BÉRALDE. — Que voulez-vous qu’il y mette, que les diverses professions des hommes ? On y met bien tous les jours les princes et les rois, qui sont d’aussi bonne maison que les médecins.
(Molière, Le Malade imaginaire, Acte III, scène 3, 1673)
Explications :
Hypocondriaque invétéré, Argan s’oppose à son frère, Béralde, qui considère la médecine comme une science empirique plutôt que rationnelle. Béralde tente de désamorcer le conflit en invitant son frère au théâtre pour y voir une comédie de… Molière lui-même !
Le comique de cette mise en abyme repose sur le contexte scénographique de la pièce : puisqu’il joue le personnage d’Argan sur scène, c’est à lui-même que Molière adresse ce flot d’insultes. Ce faisant, il devance, dans une merveille d’autodérision, les attaques et les accusations de la société de l’époque, très prompte à critiquer ses pièces.

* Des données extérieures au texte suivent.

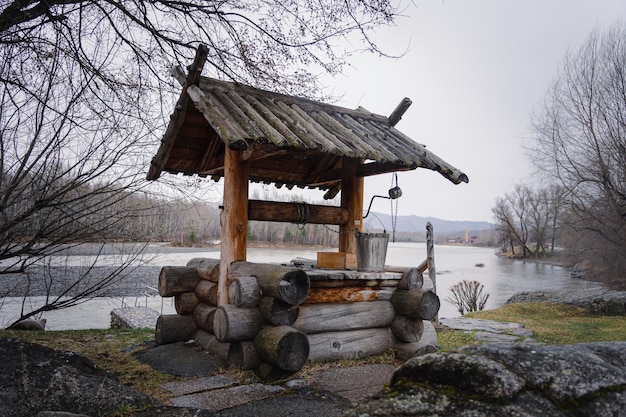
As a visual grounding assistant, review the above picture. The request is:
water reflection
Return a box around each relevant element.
[0,242,601,330]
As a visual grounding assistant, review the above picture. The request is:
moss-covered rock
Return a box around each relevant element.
[344,342,626,417]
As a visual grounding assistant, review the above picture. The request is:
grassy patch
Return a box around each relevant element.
[0,329,176,401]
[437,330,480,351]
[0,303,626,402]
[466,303,626,344]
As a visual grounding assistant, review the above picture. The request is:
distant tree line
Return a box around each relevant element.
[493,23,626,280]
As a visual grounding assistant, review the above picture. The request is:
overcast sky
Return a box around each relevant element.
[316,0,626,222]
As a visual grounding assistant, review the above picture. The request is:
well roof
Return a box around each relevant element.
[148,73,468,197]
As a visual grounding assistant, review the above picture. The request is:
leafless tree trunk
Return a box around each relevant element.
[530,24,626,276]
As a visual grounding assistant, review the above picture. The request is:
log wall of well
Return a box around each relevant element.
[155,258,439,378]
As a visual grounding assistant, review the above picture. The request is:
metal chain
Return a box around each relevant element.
[294,201,311,230]
[390,172,398,243]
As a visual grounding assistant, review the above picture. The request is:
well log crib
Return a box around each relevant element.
[155,229,440,379]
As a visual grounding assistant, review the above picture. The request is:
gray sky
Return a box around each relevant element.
[324,0,626,221]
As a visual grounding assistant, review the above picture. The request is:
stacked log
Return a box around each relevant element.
[156,258,309,375]
[156,258,439,378]
[388,267,440,360]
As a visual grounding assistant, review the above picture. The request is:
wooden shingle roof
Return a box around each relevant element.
[148,70,468,197]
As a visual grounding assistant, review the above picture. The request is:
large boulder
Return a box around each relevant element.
[344,342,626,417]
[0,337,155,417]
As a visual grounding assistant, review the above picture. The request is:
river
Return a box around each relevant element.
[0,242,601,330]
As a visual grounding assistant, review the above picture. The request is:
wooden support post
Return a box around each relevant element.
[339,158,364,253]
[217,147,250,306]
[426,222,439,322]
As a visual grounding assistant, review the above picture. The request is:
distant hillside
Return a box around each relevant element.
[365,212,494,236]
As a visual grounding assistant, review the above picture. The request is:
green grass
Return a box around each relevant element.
[0,303,626,401]
[466,303,626,344]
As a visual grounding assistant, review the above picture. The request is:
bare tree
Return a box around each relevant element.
[529,24,626,276]
[0,0,396,324]
[492,185,531,257]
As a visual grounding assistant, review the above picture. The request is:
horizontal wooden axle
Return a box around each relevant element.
[248,200,348,225]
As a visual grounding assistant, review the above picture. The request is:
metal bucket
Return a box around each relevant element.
[354,232,389,272]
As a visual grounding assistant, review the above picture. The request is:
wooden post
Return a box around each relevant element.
[217,147,250,306]
[339,158,364,253]
[426,222,439,322]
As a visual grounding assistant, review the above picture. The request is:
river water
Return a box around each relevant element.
[0,242,601,330]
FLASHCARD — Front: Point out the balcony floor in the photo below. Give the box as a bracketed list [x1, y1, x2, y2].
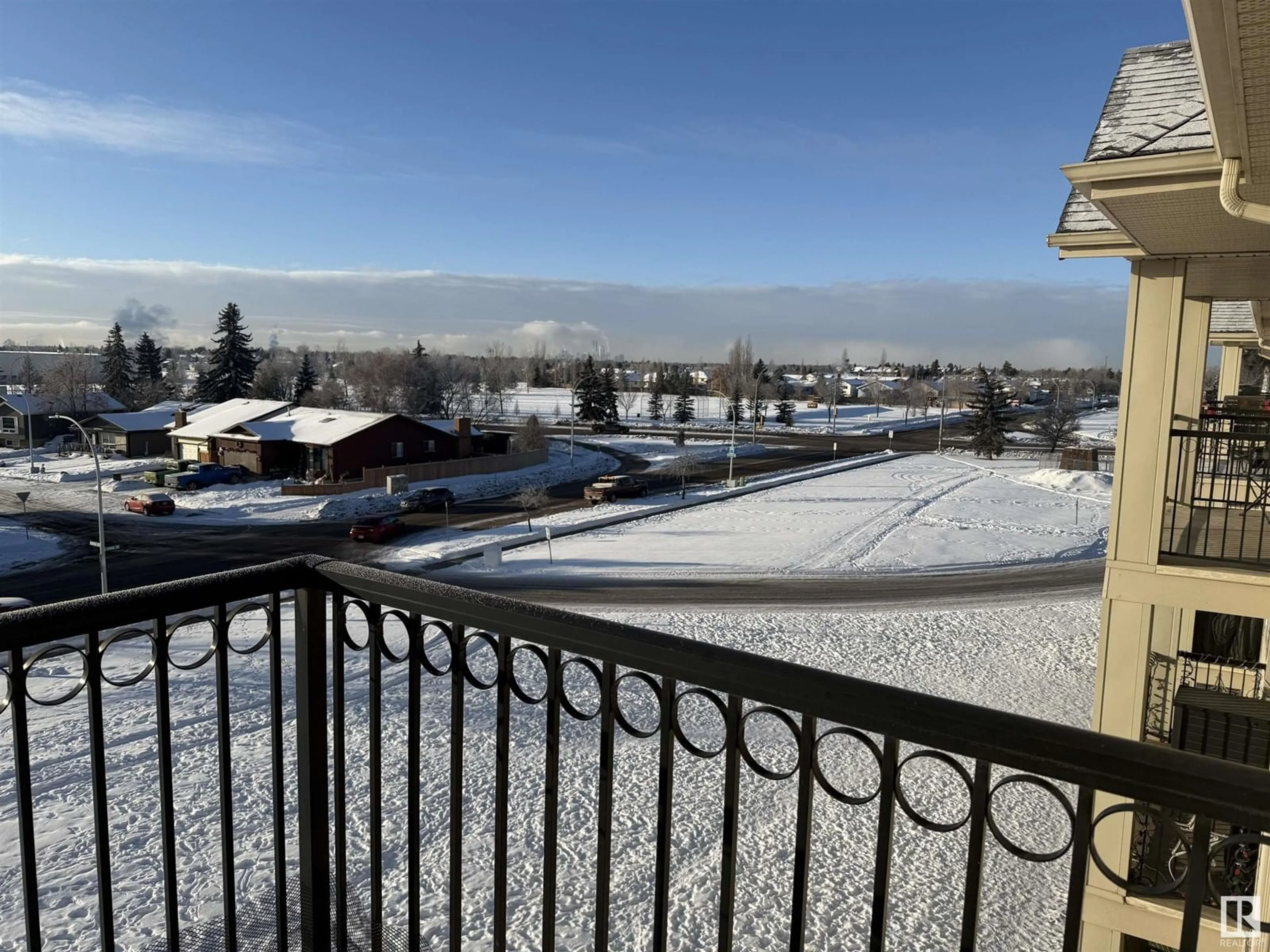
[1160, 503, 1270, 565]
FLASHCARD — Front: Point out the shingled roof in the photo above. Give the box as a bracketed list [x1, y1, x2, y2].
[1058, 39, 1213, 232]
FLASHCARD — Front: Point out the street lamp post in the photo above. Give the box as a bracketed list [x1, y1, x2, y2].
[48, 414, 110, 595]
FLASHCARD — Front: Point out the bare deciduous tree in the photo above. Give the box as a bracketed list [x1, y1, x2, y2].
[512, 484, 550, 532]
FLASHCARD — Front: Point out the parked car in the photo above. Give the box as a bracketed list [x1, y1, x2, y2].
[398, 486, 455, 513]
[348, 515, 405, 543]
[582, 476, 648, 505]
[163, 463, 246, 490]
[591, 420, 631, 433]
[123, 493, 177, 515]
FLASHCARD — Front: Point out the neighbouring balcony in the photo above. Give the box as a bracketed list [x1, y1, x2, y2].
[0, 557, 1270, 952]
[1160, 413, 1270, 567]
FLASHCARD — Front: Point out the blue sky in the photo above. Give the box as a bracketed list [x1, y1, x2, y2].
[0, 0, 1185, 355]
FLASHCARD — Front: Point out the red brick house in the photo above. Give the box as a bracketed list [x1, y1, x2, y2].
[210, 406, 474, 482]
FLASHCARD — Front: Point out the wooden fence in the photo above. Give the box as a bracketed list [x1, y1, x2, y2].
[282, 449, 547, 496]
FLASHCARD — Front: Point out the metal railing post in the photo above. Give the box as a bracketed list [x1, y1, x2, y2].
[294, 589, 331, 952]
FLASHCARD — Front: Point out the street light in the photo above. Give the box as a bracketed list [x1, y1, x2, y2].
[48, 414, 110, 595]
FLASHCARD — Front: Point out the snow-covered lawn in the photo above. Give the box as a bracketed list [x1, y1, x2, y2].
[0, 596, 1099, 952]
[0, 440, 618, 524]
[464, 455, 1110, 577]
[0, 449, 171, 489]
[0, 519, 62, 574]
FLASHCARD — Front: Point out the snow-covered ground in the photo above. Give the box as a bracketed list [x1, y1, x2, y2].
[0, 596, 1099, 952]
[0, 518, 62, 574]
[0, 440, 618, 526]
[494, 383, 963, 437]
[464, 455, 1110, 577]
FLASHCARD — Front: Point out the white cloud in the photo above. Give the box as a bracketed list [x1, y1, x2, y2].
[0, 81, 309, 165]
[0, 254, 1125, 367]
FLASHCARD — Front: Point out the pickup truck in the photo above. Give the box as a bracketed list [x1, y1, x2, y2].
[582, 476, 648, 505]
[163, 463, 244, 490]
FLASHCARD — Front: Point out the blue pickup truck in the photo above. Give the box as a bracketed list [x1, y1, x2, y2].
[163, 463, 246, 490]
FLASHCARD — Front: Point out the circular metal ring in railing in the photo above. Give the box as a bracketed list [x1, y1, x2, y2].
[375, 608, 414, 664]
[163, 615, 216, 671]
[0, 668, 13, 715]
[418, 619, 455, 678]
[1090, 804, 1190, 896]
[225, 602, 273, 655]
[986, 773, 1076, 863]
[812, 727, 881, 806]
[558, 657, 603, 721]
[21, 644, 88, 707]
[507, 645, 547, 704]
[737, 704, 801, 781]
[895, 750, 974, 833]
[458, 631, 498, 691]
[1199, 833, 1270, 896]
[100, 628, 159, 688]
[671, 688, 728, 760]
[614, 671, 662, 737]
[338, 598, 377, 651]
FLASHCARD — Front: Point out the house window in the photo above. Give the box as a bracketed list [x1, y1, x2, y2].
[1191, 612, 1265, 664]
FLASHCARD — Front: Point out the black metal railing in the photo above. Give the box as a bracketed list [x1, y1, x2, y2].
[1160, 414, 1270, 566]
[0, 557, 1270, 952]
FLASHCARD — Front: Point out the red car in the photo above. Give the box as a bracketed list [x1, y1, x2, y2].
[348, 515, 405, 542]
[123, 493, 177, 515]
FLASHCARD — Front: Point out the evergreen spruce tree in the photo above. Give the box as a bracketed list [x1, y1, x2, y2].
[198, 301, 260, 404]
[776, 377, 794, 426]
[291, 352, 318, 401]
[102, 321, 133, 404]
[674, 371, 697, 426]
[648, 369, 665, 420]
[132, 331, 163, 383]
[573, 357, 608, 423]
[965, 363, 1010, 459]
[599, 367, 617, 420]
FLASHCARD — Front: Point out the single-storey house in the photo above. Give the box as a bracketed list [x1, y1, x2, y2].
[168, 399, 292, 462]
[0, 392, 124, 449]
[211, 406, 472, 481]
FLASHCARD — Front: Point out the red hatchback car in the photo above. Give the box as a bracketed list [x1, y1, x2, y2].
[348, 515, 405, 542]
[123, 493, 177, 515]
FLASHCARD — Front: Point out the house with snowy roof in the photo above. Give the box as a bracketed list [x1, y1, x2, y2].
[1048, 0, 1270, 952]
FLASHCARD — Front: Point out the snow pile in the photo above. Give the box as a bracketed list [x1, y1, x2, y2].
[0, 518, 62, 571]
[1019, 468, 1111, 503]
[464, 455, 1107, 577]
[0, 599, 1099, 952]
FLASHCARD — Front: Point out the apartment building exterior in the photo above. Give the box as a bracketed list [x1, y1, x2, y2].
[1049, 0, 1270, 952]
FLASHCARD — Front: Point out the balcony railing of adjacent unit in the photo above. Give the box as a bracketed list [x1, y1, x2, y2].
[0, 557, 1270, 952]
[1160, 414, 1270, 566]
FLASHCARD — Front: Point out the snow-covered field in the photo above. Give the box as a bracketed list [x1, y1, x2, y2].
[0, 519, 62, 574]
[0, 440, 618, 527]
[0, 599, 1099, 952]
[494, 383, 963, 435]
[464, 455, 1110, 577]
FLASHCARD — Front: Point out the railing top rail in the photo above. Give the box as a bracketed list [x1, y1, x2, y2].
[0, 556, 1270, 830]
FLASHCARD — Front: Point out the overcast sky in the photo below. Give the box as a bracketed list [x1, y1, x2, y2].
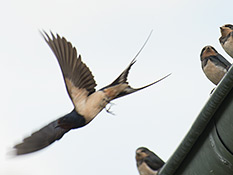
[0, 0, 233, 175]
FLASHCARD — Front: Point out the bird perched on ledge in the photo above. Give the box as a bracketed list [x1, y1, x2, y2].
[136, 147, 164, 175]
[219, 24, 233, 58]
[200, 46, 231, 85]
[14, 32, 170, 155]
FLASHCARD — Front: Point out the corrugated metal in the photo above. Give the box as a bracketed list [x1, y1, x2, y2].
[159, 68, 233, 175]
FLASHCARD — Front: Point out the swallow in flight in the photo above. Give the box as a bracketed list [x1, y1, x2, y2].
[219, 24, 233, 58]
[14, 32, 170, 155]
[201, 46, 231, 85]
[136, 147, 164, 175]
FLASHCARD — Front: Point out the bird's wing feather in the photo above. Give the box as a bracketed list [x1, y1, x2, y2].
[14, 110, 85, 155]
[42, 32, 96, 109]
[209, 54, 231, 70]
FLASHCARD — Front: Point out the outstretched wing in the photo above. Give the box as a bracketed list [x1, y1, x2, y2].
[209, 54, 231, 70]
[14, 110, 86, 155]
[42, 32, 96, 109]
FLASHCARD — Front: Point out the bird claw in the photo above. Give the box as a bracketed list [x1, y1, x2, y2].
[105, 102, 115, 115]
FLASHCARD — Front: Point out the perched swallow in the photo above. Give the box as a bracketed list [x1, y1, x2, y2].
[219, 24, 233, 58]
[136, 147, 164, 175]
[14, 32, 170, 155]
[201, 46, 231, 85]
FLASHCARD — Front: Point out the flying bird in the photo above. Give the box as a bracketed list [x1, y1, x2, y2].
[136, 147, 164, 175]
[219, 24, 233, 58]
[200, 46, 231, 85]
[14, 32, 170, 155]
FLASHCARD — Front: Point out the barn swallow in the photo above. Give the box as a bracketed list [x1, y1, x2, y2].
[219, 24, 233, 58]
[136, 147, 164, 175]
[14, 32, 170, 155]
[201, 46, 231, 85]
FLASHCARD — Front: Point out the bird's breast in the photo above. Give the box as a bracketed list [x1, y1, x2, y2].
[138, 162, 158, 175]
[203, 60, 227, 85]
[222, 36, 233, 58]
[80, 91, 108, 123]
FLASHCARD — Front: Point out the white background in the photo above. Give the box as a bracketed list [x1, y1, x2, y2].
[0, 0, 233, 175]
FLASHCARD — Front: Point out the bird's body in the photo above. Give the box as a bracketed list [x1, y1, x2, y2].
[136, 147, 164, 175]
[200, 46, 231, 85]
[14, 33, 167, 155]
[219, 24, 233, 58]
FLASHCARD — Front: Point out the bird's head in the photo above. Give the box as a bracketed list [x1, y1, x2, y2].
[136, 147, 151, 161]
[220, 24, 233, 37]
[200, 45, 218, 61]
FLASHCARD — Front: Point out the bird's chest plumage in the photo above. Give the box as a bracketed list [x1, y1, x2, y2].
[138, 162, 158, 175]
[222, 36, 233, 58]
[203, 60, 227, 85]
[78, 91, 108, 123]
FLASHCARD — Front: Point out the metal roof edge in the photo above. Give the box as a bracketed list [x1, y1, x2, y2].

La mise en abyme repose à la fois sur l’invitation de Béralde à la pièce qui est véritablement en train de se jouer devant les spectateurs, et sur le personnage d’Argan, dont l’esprit obtus et les réactions disproportionnées discréditent indirectement les détracteurs du dramaturge.
S’il ne s’agit pas à proprement parler d’une pièce dans la pièce, la simple référence, sur scène, au Malade imaginaire constitue déjà un véritable tour de force. Molière, réellement malade, y ancre, à jamais, sa démarche artistique : un théâtre divertissant et instructif, dissident et contestataire, sans jamais être moraliste ou dogmatique. Un théâtre qui se joue de ses procédés et de ses critiques.